The newly forming Mission Creek neighborhood is just south of the ballpark, and the eastern waterfront is home to the decades old houseboats. They wear worn paint in pastels. Patio furniture adds originality and character to these homes and tall green plants live in an assortment of clay pots. The houseboats are an increasingly rare enclave of affordable housing. But now, new condo developments hover over these houseboats authoritatively, indicative of Mission Creek’s future.

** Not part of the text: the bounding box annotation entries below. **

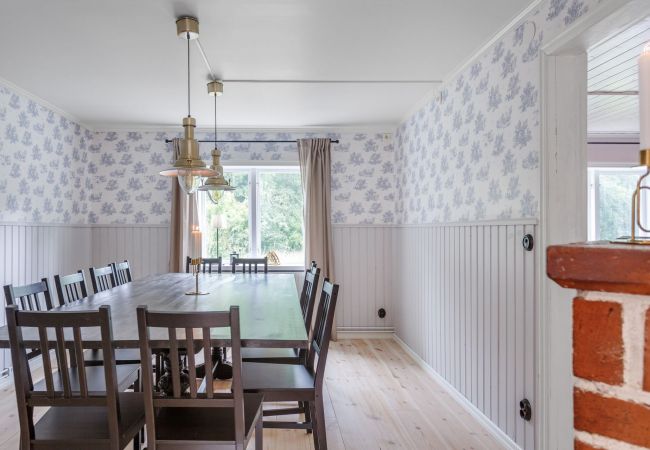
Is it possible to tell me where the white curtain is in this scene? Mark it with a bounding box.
[169,139,199,272]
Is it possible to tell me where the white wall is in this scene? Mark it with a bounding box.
[394,220,540,448]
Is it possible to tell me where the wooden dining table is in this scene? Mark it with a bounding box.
[0,273,307,348]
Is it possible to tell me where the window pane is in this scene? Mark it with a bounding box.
[204,172,250,263]
[258,170,305,266]
[596,169,645,239]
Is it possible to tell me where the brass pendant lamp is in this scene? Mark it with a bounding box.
[198,81,235,204]
[160,17,215,195]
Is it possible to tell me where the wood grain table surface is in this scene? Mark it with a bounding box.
[0,273,307,348]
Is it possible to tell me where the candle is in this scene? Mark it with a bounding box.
[639,42,650,150]
[192,227,203,258]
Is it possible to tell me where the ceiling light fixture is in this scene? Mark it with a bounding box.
[160,17,215,195]
[198,80,235,204]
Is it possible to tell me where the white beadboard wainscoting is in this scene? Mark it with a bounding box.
[332,225,398,337]
[92,225,170,279]
[392,220,540,449]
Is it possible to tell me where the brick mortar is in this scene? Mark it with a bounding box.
[573,377,650,406]
[574,430,644,450]
[576,291,650,308]
[623,302,649,390]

Twitter calls the Tenderloin home since City Hall cemented its fate with a gift of a multi-million dollar tax break, just for relocating. Across the street is the intimidating NEMA condo development. This development reminds us on its window fronts to "Rent, don’t Vent".
Be "Tech Savvy, Not Shabby."
Here you will find "Amenities, not Enemies." NEMA communicates to those passing by that we should make light of this supposed tension that exists in these spaces, regardless of what the newspapers say. Rent one of these units here and disregard the crisis surrounding the City’s limited housing stock; sites of eviction, harassment, bidding wars, fires, and the like.
Traveling down the eastern waterfront of the City leads you to the site of the Hunters Point Shipyard. Tall grasses, dry from the drought, muddle the shore and the surrounding rocks make it unappealing to get any closer to the Bay. The San Francisco skyline is just across the water from this largely African-American neighborhood. When you look at a map of San Francisco, this site sticks out, like fingers expanding from a fist.
The actual structures are old and decaying, but it’s easy to imagine this space in its heyday. Owned by the military, this land was once a large and productive naval shipyard. Picture thousands of shipyard employees walking from building to building working on the boats, eating in the cafeteria, or sitting outside enjoying the view on a hot day. These workers, came to San Francisco before or during World War II, fleeing the harsh Jim Crow South and looking for new opportunities.
The shipyard now welcomes new visitors with large banners. “Explorers Welcome” and “Welcome Visionaries”, they say. It has lost sight of its origins and rich history, it has forgotten that it’s already a space that been discovered and explored many times over, each corner has a story that can’t be erased. Another banner indicates that it is time for
“A New Story: 150 Years in the Making”.
One night in 2015, I returned to the City to attend an Eviction Free SF meeting on a bustling corner of the Mission District. EFSF is a direct action group that began in the summer of 2013, when SF’s current manifestation of the eviction crisis could no longer be ignored. Although legislators were beginning to take note, many people felt that change wasn’t coming quickly enough and the eviction of vulnerable tenants was so detrimental, that civil disobedience was needed.
Moving Sucks // Twitter HQ
We made the move cross-country when I was five. This was 1991, only a couple years before the first dot com boom. Soon after our arrival, vast amounts of money poured in to the region. The Internet was new and families were relocating from all over the country to try their hand in Silicon Valley. My parents dragged us on road trips, in our attempt to travel around our new state. Since the days of Isuzu trunks and endless hills, my relationship with the City has grown intimate & strong.